Rwanda : quand la propreté devient une affaire collective

À Kigali, la propreté urbaine est érigée en culture civique. Les citoyens participent activement à l'entretien de leur environnement, tandis que les autorités appliquent des règles strictes contre les incivilités. Le pays a notamment institutionnalisé l'Umuganda, une journée mensuelle de travaux d'intérêt collectif.

La leçon à retenir n'est pas qu'il faille copier mécaniquement ce modèle, mais plutôt que l'État peut mobiliser une société autour d'une idée fondamentale : la chose publique appartient à tous. Une philosophie qui pourrait s'appliquer aux quartiers, aux marchés, aux écoles et aux espaces verts tchadiens.
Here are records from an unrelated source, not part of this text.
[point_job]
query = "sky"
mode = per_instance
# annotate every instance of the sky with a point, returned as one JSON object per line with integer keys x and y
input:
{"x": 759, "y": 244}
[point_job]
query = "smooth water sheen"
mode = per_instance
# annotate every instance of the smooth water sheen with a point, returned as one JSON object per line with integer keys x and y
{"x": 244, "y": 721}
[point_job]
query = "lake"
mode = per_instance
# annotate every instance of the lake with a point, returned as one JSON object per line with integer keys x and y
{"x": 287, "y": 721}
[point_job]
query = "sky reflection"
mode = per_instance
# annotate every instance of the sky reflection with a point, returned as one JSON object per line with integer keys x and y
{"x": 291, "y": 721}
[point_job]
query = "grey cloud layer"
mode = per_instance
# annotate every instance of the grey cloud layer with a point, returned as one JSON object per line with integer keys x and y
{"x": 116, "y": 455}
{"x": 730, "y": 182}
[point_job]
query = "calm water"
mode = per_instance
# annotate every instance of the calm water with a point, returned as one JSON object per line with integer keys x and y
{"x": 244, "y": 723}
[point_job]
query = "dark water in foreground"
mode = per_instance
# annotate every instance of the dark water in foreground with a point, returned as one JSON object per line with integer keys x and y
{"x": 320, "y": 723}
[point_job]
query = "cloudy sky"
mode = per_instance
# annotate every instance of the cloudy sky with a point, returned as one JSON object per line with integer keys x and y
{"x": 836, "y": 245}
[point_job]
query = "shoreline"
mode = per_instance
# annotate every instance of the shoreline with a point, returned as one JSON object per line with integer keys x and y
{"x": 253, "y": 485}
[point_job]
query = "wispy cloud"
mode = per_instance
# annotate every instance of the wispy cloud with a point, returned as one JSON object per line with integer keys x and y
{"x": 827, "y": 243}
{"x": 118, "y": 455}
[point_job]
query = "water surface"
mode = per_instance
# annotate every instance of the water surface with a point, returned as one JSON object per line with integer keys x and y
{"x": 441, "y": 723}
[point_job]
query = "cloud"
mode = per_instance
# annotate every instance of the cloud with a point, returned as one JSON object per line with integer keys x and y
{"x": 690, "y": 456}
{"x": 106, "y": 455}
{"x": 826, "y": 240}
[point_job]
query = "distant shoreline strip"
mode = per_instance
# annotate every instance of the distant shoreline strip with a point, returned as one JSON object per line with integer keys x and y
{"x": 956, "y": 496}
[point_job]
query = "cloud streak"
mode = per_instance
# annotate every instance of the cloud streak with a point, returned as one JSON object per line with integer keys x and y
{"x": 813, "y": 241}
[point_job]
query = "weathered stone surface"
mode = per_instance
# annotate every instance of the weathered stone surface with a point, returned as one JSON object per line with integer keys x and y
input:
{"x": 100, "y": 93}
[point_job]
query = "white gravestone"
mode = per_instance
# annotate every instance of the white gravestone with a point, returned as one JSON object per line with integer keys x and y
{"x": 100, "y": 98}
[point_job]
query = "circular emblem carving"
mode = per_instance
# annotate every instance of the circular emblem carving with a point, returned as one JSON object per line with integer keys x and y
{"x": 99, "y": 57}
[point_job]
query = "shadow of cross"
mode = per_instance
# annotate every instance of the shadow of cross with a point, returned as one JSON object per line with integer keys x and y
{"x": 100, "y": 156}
Ghana, Sénégal et Maroc : la force de l'initiative privée et associative

Au Ghana, le développement s'appuie sur une forte implication du secteur privé, des entrepreneurs et de la société civile. L'État n'est pas le seul employeur ; des citoyens créent des entreprises, innovent dans l'agriculture et investissent dans les technologies. Un pays ne peut attendre indéfiniment que l'administration crée tous les emplois.

Au Sénégal et au Maroc, les associations, les coopératives et les initiatives locales jouent un rôle majeur dans l'éducation, la santé, l'environnement et la création de revenus. Ces dynamiques rappellent que l'État ne saurait être l'unique moteur du développement.

Le Tchad face à ses contradictions

Il est vain de réclamer une ville moderne tout en piétinant les règles élémentaires de la vie en communauté. Il est inutile de demander davantage d'infrastructures si une partie de la population les détruit ou de dénoncer la corruption tout en cherchant à contourner les procédures.

La citoyenneté se mesure aux petits gestes : respecter les biens publics, ne pas jeter de déchets sur la voie pavée, payer ses impôts, refuser la corruption, protéger les équipements collectifs et respecter les plus vulnérables. Le développement d'un pays est la somme de ces comportements ordinaires.

 L'État doit agir, le citoyen aussi

Il serait dangereux d'utiliser la responsabilité citoyenne pour exonérer l'État de ses devoirs. Un citoyen ne peut bâtir seul un hôpital ou un réseau électrique. Mais l'inverse est tout aussi vrai : un gouvernement ne peut bâtir durablement un pays contre ses citoyens.

Le Tchad a besoin d'une nouvelle culture du développement, comptant moins de spectateurs et davantage d'acteurs. La question n'est donc plus seulement de savoir ce que l'État fait pour nous, mais aussi ce que nous faisons, nous-mêmes, pour notre pays. C'est de cette double exigence que naîtra véritablement le développement durable.